Less REM sleep was linked with greater mortality risk in middle-age and older adults.
Every 5% reduction in REM sleep was tied to a 13% higher mortality rate in older men (age-adjusted HR 1.12; fully adjusted HR 1.13, 95% CI 1.08-1.19) over about 12 years, according to Eileen Leary, PhD, of Stanford University in California, and colleagues.
In a parallel analysis, middle-age women and men showed similar results (HR 1.13, 95% CI 1.08-1.19) over about 21 years, they reported in JAMA Neurology. A random forest model identified REM sleep as the most important sleep stage associated with survival.
“Sleep is a non-negotiable requirement for a happy, healthy life, yet most people undervalue its importance,” Leary said. Previous studies identified links between sleep duration and mortality, but “little was known about how the different sleep stages relate to timing or cause of death,” she added.
“Based on this study, REM sleep appears to be a reliable predictor of mortality and may have other predictive health values,” Leary told MedPage Today. “Strategies to preserve REM may influence clinical therapies and reduce mortality risk, particularly for adults with less than 15% REM.”
REM sleep is implicated in several neurologic diseases, noted Michael Jaffee, MD, of the University of Florida in Gainesville, and colleagues, in an accompanying editorial.
“Neurologists are most familiar with REM sleep because of the high prevalence of REM sleep behavior disorder and the association with neurodegenerative α-synucleinopathies,” they wrote. “Epilepsy specialists are aware that REM sleep has been implicated in the pathophysiology of sudden unexpected death in epilepsy, even though seizures exclusively in REM sleep are rare,” they continued.
“We know that REM sleep density and melatonin both decrease with age, and melatonin has been shown to be involved in the regulation and stability of REM sleep,” Jaffee and colleagues pointed out. “Since the known roles of REM sleep do not easily suggest a causal link with mortality, however, it seems more likely that REM sleep reduction is either a crude marker of health or specific disease states that decrease REM sleep may play an important role in contributing to mortality.”
In their study, Leary and colleagues looked at data from two groups: the Outcomes of Sleep Disorders in Older Men (MrOS) Sleep Study ancillary project and the Wisconsin Sleep Cohort (WSC), which was used for replication.

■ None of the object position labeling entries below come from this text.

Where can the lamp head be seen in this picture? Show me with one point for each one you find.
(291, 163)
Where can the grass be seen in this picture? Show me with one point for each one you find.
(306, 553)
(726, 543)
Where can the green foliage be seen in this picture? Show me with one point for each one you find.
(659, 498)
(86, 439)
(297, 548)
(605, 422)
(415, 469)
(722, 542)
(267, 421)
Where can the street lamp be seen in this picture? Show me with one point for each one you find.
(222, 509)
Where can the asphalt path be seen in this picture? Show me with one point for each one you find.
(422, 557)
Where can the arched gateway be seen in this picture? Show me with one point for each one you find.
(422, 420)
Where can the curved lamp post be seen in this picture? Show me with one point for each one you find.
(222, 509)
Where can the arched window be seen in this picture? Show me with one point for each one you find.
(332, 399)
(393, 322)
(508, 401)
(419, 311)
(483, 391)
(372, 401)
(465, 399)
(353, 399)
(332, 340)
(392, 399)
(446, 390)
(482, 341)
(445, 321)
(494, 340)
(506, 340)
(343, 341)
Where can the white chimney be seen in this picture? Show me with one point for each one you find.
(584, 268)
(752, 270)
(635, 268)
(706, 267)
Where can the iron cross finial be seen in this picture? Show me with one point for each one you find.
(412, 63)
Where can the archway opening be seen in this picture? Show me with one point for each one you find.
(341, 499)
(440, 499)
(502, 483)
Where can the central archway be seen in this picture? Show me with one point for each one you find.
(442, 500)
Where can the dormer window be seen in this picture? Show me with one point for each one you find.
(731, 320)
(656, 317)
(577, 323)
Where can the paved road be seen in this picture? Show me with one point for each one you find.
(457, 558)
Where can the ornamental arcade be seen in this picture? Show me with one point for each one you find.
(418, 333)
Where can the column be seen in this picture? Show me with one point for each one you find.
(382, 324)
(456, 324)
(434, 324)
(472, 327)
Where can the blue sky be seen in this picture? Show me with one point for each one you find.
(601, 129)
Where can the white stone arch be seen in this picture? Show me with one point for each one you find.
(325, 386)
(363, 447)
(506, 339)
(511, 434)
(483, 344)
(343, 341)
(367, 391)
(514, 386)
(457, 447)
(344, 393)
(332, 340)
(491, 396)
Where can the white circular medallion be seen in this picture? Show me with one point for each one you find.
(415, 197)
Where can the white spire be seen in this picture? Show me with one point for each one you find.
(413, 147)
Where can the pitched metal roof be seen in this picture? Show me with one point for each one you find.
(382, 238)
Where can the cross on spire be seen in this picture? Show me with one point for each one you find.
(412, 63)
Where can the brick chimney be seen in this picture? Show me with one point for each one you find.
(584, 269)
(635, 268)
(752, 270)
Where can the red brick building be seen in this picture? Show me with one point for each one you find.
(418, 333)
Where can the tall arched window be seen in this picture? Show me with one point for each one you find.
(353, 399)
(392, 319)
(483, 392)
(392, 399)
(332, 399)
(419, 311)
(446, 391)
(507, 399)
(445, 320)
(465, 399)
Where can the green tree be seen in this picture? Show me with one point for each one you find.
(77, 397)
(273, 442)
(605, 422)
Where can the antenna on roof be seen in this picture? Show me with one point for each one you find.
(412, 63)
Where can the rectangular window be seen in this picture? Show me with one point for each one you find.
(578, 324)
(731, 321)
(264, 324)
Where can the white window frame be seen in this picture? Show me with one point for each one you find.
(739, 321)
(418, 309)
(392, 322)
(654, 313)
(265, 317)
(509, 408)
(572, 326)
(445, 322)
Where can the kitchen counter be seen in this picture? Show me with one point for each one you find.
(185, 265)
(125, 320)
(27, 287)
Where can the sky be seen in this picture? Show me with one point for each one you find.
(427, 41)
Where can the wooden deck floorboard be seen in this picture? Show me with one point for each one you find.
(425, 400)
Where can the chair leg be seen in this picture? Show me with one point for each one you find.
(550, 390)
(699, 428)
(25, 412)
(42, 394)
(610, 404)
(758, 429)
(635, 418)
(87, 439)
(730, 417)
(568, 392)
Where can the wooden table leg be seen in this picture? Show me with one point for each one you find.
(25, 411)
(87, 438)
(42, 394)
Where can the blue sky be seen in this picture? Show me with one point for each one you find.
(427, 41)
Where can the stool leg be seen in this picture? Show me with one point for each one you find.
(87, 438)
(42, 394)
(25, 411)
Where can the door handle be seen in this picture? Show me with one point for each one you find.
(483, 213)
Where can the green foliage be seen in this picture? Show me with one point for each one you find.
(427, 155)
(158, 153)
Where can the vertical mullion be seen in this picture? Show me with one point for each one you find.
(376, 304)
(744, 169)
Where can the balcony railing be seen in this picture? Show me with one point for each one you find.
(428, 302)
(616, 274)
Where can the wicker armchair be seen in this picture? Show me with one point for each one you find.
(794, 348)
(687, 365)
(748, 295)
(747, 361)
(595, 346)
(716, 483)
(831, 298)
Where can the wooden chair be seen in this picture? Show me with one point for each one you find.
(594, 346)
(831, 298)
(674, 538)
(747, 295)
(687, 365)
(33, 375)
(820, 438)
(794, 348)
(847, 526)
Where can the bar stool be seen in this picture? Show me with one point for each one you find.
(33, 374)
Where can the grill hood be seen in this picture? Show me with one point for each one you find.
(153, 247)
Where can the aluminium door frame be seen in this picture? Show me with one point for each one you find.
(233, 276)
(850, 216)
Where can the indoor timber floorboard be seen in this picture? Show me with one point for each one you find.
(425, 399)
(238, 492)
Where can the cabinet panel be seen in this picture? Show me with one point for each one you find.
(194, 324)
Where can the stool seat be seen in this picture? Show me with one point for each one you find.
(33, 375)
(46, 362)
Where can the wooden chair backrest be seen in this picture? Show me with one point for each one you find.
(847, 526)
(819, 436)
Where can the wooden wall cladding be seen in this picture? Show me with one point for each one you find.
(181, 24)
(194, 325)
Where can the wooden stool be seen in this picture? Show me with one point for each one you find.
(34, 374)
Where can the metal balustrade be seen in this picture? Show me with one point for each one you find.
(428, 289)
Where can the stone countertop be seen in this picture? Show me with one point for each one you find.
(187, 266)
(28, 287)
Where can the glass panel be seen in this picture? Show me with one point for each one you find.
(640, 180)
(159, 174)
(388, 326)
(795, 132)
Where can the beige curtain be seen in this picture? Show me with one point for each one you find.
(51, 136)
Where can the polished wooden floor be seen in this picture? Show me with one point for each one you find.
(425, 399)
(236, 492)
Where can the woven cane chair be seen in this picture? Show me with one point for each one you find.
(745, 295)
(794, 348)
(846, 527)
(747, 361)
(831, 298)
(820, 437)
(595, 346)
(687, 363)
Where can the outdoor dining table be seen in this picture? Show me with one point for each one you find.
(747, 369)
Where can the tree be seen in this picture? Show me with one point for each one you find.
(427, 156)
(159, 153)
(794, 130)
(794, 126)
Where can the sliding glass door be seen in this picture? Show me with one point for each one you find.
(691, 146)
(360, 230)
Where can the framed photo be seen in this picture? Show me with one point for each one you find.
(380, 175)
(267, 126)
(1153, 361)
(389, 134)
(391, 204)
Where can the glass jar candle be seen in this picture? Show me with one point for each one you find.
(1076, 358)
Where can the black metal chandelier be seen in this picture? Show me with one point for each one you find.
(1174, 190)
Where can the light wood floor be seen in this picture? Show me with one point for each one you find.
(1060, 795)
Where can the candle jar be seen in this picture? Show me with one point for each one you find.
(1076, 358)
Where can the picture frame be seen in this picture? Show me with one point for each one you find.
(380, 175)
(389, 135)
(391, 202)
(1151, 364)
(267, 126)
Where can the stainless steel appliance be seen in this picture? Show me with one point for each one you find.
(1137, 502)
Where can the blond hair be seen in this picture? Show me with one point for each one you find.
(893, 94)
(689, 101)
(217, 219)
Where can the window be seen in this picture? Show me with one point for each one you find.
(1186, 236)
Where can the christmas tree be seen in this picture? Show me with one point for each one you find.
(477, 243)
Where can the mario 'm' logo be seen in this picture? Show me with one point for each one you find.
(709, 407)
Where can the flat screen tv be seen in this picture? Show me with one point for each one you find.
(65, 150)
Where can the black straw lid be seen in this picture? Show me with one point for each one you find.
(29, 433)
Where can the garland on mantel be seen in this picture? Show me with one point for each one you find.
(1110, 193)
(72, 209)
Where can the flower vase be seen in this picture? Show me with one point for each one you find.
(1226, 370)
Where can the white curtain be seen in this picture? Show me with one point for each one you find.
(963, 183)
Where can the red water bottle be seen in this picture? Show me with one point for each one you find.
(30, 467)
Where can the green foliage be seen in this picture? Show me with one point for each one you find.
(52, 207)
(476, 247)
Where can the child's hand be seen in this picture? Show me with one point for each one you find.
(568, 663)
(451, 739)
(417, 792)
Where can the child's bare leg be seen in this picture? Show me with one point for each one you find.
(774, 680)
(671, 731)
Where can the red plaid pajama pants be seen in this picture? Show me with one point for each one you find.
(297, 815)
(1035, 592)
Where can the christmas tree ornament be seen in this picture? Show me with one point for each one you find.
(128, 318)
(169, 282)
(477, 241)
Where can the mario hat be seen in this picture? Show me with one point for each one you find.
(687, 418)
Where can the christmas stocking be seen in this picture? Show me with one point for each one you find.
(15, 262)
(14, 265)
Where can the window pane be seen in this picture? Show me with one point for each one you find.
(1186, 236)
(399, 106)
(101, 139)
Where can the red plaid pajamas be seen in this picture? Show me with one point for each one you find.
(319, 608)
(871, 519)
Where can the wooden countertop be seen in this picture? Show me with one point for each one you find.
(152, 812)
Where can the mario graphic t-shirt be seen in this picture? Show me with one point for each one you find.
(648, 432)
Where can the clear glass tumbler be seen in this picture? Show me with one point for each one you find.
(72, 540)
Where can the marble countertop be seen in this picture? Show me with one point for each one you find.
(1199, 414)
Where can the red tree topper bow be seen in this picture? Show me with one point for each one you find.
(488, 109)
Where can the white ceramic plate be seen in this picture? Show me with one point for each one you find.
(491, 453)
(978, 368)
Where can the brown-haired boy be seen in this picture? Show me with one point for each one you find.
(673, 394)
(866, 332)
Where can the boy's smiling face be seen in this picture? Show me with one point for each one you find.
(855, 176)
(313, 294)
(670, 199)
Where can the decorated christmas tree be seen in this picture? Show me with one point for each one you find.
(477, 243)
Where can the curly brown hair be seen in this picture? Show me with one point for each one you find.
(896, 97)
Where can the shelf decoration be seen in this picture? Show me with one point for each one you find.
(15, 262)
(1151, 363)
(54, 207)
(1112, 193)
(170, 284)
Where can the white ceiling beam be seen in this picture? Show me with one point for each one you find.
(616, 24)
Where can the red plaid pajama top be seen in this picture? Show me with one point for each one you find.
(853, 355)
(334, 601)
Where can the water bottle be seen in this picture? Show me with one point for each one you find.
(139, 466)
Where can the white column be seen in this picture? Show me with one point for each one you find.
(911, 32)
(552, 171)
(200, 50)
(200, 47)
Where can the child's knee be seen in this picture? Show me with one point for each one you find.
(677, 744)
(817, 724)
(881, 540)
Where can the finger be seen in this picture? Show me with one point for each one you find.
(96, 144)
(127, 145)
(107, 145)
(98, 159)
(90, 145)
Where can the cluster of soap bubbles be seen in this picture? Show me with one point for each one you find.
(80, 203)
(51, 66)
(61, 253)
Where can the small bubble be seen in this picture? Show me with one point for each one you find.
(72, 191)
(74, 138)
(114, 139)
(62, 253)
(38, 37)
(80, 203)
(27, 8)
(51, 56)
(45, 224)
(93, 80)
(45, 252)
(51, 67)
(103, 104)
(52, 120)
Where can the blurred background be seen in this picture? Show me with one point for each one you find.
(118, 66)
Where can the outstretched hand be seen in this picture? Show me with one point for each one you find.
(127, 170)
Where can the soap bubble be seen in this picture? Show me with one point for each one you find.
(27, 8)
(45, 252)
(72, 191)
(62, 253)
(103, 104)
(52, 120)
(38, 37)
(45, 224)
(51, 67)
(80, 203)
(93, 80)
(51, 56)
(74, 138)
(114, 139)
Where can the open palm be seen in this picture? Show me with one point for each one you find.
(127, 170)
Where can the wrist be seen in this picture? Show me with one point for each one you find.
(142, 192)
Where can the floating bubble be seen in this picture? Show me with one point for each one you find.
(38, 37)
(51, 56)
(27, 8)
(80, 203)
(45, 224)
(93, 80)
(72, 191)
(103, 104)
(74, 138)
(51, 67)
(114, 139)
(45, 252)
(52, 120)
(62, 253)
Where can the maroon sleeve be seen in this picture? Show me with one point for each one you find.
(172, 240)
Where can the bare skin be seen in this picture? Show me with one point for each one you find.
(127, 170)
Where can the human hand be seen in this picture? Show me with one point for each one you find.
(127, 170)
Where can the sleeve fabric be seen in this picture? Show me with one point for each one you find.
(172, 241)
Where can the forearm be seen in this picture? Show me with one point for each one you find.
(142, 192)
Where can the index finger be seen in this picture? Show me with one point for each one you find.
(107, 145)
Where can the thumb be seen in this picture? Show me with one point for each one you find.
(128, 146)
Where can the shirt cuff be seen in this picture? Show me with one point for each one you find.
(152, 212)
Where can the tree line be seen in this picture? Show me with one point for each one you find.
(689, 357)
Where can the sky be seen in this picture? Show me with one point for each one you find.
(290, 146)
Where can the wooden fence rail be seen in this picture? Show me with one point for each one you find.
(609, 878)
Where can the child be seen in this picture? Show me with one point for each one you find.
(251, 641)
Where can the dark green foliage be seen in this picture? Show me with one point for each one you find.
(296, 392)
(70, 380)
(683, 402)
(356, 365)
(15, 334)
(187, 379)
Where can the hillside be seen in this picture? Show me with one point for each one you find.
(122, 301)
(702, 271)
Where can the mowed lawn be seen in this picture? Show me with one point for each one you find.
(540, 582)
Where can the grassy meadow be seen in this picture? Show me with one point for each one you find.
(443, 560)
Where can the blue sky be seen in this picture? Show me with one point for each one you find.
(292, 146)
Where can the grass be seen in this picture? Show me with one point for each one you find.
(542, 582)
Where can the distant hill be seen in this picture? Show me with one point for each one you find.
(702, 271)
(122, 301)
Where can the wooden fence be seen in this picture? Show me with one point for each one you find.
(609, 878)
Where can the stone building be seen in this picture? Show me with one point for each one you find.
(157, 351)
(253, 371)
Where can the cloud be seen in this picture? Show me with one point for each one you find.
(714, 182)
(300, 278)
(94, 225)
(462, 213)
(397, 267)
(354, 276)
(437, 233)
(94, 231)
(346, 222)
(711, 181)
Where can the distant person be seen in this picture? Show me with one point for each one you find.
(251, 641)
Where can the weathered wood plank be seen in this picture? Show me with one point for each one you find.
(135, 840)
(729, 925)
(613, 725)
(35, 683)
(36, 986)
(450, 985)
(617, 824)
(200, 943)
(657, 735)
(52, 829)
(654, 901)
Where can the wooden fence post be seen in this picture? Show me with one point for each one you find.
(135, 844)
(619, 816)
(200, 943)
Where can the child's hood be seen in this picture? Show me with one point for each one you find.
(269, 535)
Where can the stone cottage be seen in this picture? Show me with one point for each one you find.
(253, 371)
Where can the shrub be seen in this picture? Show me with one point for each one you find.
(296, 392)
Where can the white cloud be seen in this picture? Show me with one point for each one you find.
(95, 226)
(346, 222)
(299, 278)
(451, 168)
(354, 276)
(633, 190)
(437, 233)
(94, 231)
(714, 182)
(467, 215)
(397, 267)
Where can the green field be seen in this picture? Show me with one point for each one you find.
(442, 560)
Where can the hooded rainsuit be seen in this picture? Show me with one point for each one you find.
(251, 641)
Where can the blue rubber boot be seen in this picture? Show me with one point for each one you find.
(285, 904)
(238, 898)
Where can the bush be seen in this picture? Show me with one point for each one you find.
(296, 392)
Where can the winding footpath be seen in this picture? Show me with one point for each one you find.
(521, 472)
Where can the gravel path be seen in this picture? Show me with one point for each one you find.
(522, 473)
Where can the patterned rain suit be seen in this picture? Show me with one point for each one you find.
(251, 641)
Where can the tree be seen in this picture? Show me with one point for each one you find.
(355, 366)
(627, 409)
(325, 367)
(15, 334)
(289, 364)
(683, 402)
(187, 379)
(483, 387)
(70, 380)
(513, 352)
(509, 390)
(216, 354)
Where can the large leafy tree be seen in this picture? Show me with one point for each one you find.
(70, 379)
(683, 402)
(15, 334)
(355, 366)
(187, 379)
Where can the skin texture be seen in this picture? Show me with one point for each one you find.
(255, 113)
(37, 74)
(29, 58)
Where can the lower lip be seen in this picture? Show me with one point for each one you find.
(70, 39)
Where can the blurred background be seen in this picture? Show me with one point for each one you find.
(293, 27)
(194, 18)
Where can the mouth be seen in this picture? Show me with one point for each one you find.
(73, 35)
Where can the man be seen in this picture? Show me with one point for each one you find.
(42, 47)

MrOS recruited participants from 2003 to 2005; the cohort included 2,675 men with a mean age of 76.3. WSC began in 1988 and included 1,386 individuals (54.3% men) with a mean age of 51.5. In both groups, more than 91% of participants were white.
MrOS participants had in-home baseline polysomnography; their sleep-wake patterns also were estimated with wrist actigraphy. WSC participants had lab polysomnography and no actigraphy.
Mortality was classified as cardiovascular, cancer, or other. In MrOS, 1,404 deaths (52.5%) were reported over a median follow-up of 12.1 years. Fewer deaths occurred in the much younger WSC sample (184 deaths; 13.3%) over a median follow-up of 20.8 years.
In MrOS, the relationship between all-cause mortality and REM sleep persisted for cardiovascular disease mortality (HR 1.11, 95% CI 1.02-1.20) and other mortality (HR 1.19, 95% CI 1.11-1.28), but was not significant for cancer mortality (HR 1.06, 95% CI 0.96-1.17).
For all mortality definitions, individuals in MrOS with less than 15% REM sleep had a higher mortality rate compared with individuals with 15% or more (HR range 1.20-1.35). Those in the lowest REM sleep quartile in MrOS tended to be older with higher rates of antidepressant use, hypertension, heart attack, and transient ischemic attack and had less physical activity.
Mean total sleep time actigraphy was lower than expected in MrOS. Sensitivity analyses limiting the sample to participants who slept 5 to 8 and 6 to 8 hours per night found no change in effect sizes, except cancer in the 6- to 8-hour group.
In the WSC, confidence intervals widened with smaller sample sizes (cardiovascular mortality HR 1.13, 95% CI 0.87-1.45; cancer mortality HR 1.13, 95% CI 0.91-1.40). Similar to MrOS, WSC participants in the lowest REM sleep quartile had the highest percentages of death.
The study had several limitations, including possible unmeasured and residual confounding. MrOS evaluated only older men, though replication in the WSC expanded the findings. More than 90% of both cohorts were white and REM sleep was quantified on only 2 nights of polysomnography. In addition, “accelerated brain aging may result in less REM sleep, making it a marker rather than a direct mortality risk factor,” Leary and colleagues noted.